The vast majority of people have a single ssd for the OS and main applications and a hdd for storage. Simple fact is that 95% of stuff on your ssd like games, application, OS, are all things that don't need to be backed up, just reinstalled and with connections as fast as they are getting putting on 100gb's of games doesn't take very long anymore.
Then when you really crack down to important files, photo's and work... as ever you should back these up. Anything I want to work with, programming files or whatever are on my ssd though its really not particularly required for them to be, but I back up my work to an HDD and some of the more important stuff I put on a NAS also.
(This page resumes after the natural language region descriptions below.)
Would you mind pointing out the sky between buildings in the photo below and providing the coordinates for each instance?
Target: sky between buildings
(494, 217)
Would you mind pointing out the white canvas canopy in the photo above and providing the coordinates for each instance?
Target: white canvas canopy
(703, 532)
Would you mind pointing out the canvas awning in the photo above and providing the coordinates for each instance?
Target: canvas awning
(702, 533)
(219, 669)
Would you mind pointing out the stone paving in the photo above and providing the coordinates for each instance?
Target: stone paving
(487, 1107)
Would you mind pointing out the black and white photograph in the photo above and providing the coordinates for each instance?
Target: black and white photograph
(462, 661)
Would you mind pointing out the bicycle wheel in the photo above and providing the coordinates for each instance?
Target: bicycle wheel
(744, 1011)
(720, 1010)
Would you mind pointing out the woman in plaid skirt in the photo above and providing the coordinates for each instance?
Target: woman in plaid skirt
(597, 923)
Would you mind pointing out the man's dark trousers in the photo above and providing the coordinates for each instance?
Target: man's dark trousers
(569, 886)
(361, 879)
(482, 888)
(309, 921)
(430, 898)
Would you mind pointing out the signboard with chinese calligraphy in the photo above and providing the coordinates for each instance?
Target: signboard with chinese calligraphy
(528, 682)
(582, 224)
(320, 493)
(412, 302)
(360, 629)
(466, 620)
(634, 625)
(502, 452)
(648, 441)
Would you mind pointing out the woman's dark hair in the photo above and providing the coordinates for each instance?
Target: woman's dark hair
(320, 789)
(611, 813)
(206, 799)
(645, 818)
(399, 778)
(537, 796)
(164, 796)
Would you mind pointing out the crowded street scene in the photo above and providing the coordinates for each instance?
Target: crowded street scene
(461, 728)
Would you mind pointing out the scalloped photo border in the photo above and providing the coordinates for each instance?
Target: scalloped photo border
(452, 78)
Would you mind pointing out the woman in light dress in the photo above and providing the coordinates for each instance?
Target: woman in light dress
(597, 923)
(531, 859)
If the ssd dies, its on the hdd, if the hdd dies, its on the ssd, if the whole computer dies, its on the NAS. If an EMP bomb goes off somewhere in orbit as some manical evil dude decided Goldeneye was his favourite film, I'm screwed, but you'll also find all the data recovery people don't have a way to get your data back either
Pre ssd era, I'd still have my work backed up on another drive, and pre NAS I'd also have it backed up on some kind of circular optical storage write once media.
If your data back up plan consists of potentially spending thousands of pounds to get the single copy of crucial data off a now not working ssd or HDD, you've done it wrong.
SSD, HDD, external hdd of some kind, simple external drive/nas/internet storage, something, then a dvd/blu ray burner for some random stuff. Once every now and then I still burn important photo's to a dvd or now bluray and stick several blurays in a small fireproof safe. Some people, my rents included, also put their photo's on an external drive that is kept at my brothers place in a different city.
Ultimate rule is, if the data is important it shouldn't be on one drive, ever.